Sharks do have special healing abilities. They often get wounds (due to mating rituals, combat, collisions with reef substrate or fishing gear) which, however, heal remarkably quickly. A part in it is the fact that dermal-denticles are teeth and are continually replaced like real teeth. Thus wounds are quickly covered with temporary, larger denticles, and the resulting scar become invisible by normal shaped denticles within 6 month.

An example of this was found in Scalloped hammerhead sharks (Sphyrna lewini). This species of Hammerhead sharks (also known as bronze, kidney-headed, or southern hammerhead sharks) lives all over the  world offshore in warm and tropical waters near the surface, partly in large schools. This and the fact that there are several distinct sub-populations makes this species highly susceptible to fishing pressure. They are caught  commercially for their meat and skin, but manly their fins, often illegally (IUU), as bycatch or as big game fish by recreational fishermen.

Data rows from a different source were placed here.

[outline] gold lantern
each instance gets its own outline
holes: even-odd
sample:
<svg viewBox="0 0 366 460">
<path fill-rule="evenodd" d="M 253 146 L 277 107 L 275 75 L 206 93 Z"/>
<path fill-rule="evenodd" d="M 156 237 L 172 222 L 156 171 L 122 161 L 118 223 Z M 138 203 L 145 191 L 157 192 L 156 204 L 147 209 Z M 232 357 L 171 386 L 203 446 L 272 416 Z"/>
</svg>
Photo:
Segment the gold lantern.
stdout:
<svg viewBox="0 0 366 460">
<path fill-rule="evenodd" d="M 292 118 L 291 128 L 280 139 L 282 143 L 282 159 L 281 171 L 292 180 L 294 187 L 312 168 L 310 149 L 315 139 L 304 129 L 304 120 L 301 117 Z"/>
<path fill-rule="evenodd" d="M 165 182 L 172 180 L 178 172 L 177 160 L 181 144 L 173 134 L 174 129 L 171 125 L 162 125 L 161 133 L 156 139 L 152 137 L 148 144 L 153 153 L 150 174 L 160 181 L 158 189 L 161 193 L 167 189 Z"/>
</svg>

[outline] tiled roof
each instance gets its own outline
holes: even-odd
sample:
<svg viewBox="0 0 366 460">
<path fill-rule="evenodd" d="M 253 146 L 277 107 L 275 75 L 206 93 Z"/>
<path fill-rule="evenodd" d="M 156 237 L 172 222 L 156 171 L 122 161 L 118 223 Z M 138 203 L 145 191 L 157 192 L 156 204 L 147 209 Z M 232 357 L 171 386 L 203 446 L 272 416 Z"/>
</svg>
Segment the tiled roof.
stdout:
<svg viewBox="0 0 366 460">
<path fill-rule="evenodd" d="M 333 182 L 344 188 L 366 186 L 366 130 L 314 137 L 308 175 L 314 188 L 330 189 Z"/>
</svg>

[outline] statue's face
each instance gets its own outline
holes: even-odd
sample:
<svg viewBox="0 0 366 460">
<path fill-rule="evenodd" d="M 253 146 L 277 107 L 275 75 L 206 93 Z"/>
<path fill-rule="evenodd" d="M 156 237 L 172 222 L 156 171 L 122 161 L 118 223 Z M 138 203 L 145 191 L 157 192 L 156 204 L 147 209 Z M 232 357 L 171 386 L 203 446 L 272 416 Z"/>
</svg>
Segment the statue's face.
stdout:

That’s why they are worldwide considered endangered by the IUCN.

Hammerhead shark, Cocos Island, Costa Rica.jpg
Scalloped hammerhead by Barry PetersFlickr, CC BY 2.0, Link

Scalloped hammerheads are up to 14 ft – 4.3 m – long (but on average only up to 8.2 ft – 2.5 m – as female and 5.9 ft – 1.8 m – as male). They are viviparous (once the yolk sack is depleted it converts into a placental connection) and give birth after 9 to 12 month in specific, shallow nursery areas to up to 40 living young. The pups grow slowly and often fall prey to larger sharks, what explains the relative large litter size.